大切な記憶を疎ましいと感じてしまうことによる自己嫌悪。

 複雑極まる感情が混ざりよじれて固まり、棘はより太く大きな楔へと成長して、心をもっと強く痛めつける。完全に悪循環だ。

 この棘が刺さったままでは、心は引き攣り身体の自由を奪われ続けて、満足に表情を作ることさえままならない。

 

 もしも、心の棘をごっそり抜いて捨て去れたら――夕映えの記憶ごと何もかも、思い出せない大切な何かが在ったことさえ綺麗さっぱり忘れることが出来たなら、じりじりと焼かれるような痛苦から逃れられるだろうか。

 ……無理な相談だ。深々と食い込んだ棘を抜き去れば、心にこそぎ取られて二度と元には戻らない歪で大きな空洞が新たに残る。

 テッシーやサヤちんとの避難計画の時の二の舞だ。

私が忘れることで、大切だった何事かを存在しなかったこととしてこの世から消し去り、止めを刺してしまった。何が何だか分からないままに、当事者であることすら放棄した。

 そういう、漠然とした罪悪感と後悔に苛まれ続けるだろう。

 

 誰か親身になって話を聞いてくれる人に打ち明けて、想いや記憶の残滓を分かち合って懊悩を和らげることも不可能だ。

 出会ったことも無い何か――誰か――について真剣に思い煩っているだなんて、理解してもらうのを期待するのは無理な相談だ。

 

 でも――それなら。

 あの夕映えの光景を他の誰かが私の分まで慈しんでくれるような、そんなアクセサリーとして象ってはどうだろうか。

 常に身に着けた私の指輪――あの夕映えの結晶――に情愛や懊悩を向ける人が増える。同じものに強い想いを寄せる人が他に居れば、少しでも負担を分けることが出来て、慰めになるのではないか。

あの光景について私が何かにつけ思い煩わうことが無くなっても、どこかの誰かが引き継いで、あの景色を忘れずにいてくれる。

 そうやって、独り抱え込む苦しみを少しずつでも和らげてければ、あの夕映えについて他人事のように思いを馳せられる環境が整っていって、感傷を風化させることが出来るかも知れない。

 突き刺さった棘は少しずつ別の物に置き換わっていって、カタワレ時に向けて空が移ろう様子だって、心安らかに眺めていられるようになるかも知れない。

 

 もう良い。もう疲れた。

 ジュエリーだろうがアクセサリーだろうが構わない。

 とにかく一刻も早く形にして、少しずつでもこの苦しみを手放してしまえ――

 こういう考えが頭に無かった、なんて言ったら嘘になる。

 

 往来の人々の朗らかに談笑しながら過ぎ行く中、三葉は一人立ち尽くしていた。

 

 この指輪は、私の未練と感傷の塊だ。

 真っ新なアクセサリーとして、石とメッキで体裁を取り繕っただけ。

 持て余したペットを「今でも愛してる」だとか嘯きながら赤の他人に押し付ける。そういう身勝手な振る舞いと大した違いがあるだろうか。
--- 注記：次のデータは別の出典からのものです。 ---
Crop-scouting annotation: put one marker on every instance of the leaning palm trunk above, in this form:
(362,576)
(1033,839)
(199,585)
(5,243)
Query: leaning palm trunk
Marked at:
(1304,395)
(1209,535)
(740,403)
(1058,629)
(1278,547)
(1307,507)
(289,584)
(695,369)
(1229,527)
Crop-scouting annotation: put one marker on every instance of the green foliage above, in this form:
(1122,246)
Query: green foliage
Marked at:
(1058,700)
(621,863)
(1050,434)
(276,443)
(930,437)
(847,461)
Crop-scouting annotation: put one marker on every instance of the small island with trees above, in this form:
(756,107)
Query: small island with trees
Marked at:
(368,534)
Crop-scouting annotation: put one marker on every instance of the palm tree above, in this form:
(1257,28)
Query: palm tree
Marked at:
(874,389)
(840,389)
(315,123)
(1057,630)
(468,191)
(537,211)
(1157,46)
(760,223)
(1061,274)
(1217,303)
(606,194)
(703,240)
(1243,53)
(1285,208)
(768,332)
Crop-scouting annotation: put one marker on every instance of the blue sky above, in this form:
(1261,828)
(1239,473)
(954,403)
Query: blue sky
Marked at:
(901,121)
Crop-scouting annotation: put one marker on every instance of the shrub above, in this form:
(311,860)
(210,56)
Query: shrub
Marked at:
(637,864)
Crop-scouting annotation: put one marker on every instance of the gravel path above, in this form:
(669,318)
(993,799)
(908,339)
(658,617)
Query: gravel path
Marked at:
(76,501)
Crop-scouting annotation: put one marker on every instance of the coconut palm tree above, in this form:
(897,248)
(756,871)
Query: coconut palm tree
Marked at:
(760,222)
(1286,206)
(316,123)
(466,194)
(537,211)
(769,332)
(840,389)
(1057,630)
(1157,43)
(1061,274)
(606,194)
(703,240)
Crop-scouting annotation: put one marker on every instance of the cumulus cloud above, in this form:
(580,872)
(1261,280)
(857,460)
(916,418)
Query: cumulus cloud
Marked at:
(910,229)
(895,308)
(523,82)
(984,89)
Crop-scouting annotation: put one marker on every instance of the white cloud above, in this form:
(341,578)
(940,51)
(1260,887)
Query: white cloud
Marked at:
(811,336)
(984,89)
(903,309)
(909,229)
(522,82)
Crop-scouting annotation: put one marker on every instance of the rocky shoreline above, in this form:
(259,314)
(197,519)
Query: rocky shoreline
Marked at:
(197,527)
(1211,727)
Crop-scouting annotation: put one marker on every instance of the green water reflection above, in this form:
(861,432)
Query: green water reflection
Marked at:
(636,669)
 デザイナーになって"結び"の祝福を生涯かけて手掛けていくつもりだった。

 それがいざ、デザイナーになってまず最初に手を染めたのは、プチプラアクセサリーと呼ぶのもおこがましい、正真正銘の下心塗れのイミテーションだ。

 こんなもの、お客さんに鼻で哂われても当たり前じゃない。

 

 

 鼻の奥がつんとして、咄嗟に目をぎゅっと瞑って天井を仰いだ。

 口の中が苦いものがどんどん満ちている。

 今、目か口を開いてしまったら、溢れる感情が堰を切って止まらなくなりそうだ。仕事中にトイレに駆け込む訳にもいかない。

 

 何度も深呼吸して、やっと落ち着きを取り戻した。

 三葉が目を開けたその時、ぼやけた視界の中で黒いお化けのような影が揺らいだ。

 もう一度目をぱちぱちさせて、視界の霞を少しずつ取り払うと、影は形を整え始めた。

 影じゃなくて、黒いTシャツを着た少年だ。

 

 少年は、垢抜けた女性やカップルが行き交うこの場所では、明らかに浮いていた。

 揺らぐように見えたのは、彼が時折見せる不安げにきょときょと周りを見回す仕草が原因だろう。レジャーを愉しむどころか、まるで登山道から外れた遭難者だ。

 日焼けがようやく抜けてきたような淡い小麦色の肌と黒いTシャツ。顔立ちは整ってはいても精悍さはなく、ちょっと抜けてそうな愛嬌がある。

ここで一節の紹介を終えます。